You might still be thinking, “Rabbi, you are absolutely nuts. I have nothing in my heart and soul for those people who are destroying our world. If you think I am going to listen to this sermon on Chen, on giving people grace who don’t deserve it…you are crazy.”
So let me dial it back a bit — because the reality is, that I’m not speaking about extreme situations. Honestly, extreme examples are simply a distraction from the changes that we really, truly need to make in our own lives and in our inner circles with the people we do care about.
I’m talking about thinking twice before sending an angry email. Approaching a frustrating scenario with a colleague with kindness and compassion. Pausing at home with our children and partners, and responding with care. Making sure we don’t lose cherished friendships. What I’m saying is that no matter how wronged we were, before giving the cold shoulder or lashing out or even reprimanding — we pause and we ask ourselves “will it really make the situation better?”
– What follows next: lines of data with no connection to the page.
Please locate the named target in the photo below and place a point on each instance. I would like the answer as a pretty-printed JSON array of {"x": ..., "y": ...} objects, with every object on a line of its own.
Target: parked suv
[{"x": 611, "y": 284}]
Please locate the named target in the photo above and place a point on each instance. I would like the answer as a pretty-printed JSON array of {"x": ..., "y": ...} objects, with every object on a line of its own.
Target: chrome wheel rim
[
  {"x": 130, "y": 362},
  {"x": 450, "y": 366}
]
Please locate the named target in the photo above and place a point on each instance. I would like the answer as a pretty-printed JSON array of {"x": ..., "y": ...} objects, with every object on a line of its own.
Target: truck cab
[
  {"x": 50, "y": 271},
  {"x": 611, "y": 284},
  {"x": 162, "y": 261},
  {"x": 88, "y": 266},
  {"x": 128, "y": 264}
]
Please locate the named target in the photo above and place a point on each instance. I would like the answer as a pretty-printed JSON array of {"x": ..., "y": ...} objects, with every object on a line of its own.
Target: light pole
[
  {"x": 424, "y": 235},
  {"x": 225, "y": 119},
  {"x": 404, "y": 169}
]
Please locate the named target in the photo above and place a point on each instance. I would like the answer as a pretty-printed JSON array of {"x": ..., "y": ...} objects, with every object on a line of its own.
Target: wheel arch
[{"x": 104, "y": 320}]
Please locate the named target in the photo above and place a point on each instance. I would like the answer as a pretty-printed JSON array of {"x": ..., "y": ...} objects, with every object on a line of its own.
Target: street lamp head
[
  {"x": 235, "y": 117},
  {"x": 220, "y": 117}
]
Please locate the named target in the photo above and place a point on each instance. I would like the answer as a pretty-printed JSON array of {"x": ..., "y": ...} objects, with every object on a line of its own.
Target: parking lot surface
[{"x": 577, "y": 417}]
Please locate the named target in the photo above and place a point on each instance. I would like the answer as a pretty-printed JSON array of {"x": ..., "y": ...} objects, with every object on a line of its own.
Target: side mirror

Will it really make me better?
As we begin this year anew, the choice is ours — to be like Elazar or to be like Rabbi Shimon bar Yochai. Do we emerge from this pandemic and set the world ablaze with judgment and rage? Or do we emerge with compassion and grace?
I know there are many times in this last year that I chose anger. I know rage is all the rage.
In this new year of 5782 my hope is that we can find our way to chen, to grace. For ourselves, for our friends and our family, and for the entire world. May this be a year where we earn the right to say Avinu Malkeinu, Choneinu v’aneinu, ki ayn banu masim. Avinu Malkeinu be gracious and answer us, for we have little merit.
1 Hilchot Deot 2:3
2 Shabbat 33b.
3 Toldot Yaakov Yosef, Vayetze #5 and Chayye Sarah #2
4 Shapiro, Rabbi Rami. Amazing Chesed: Living a Grace-Filled Judaism. Vii.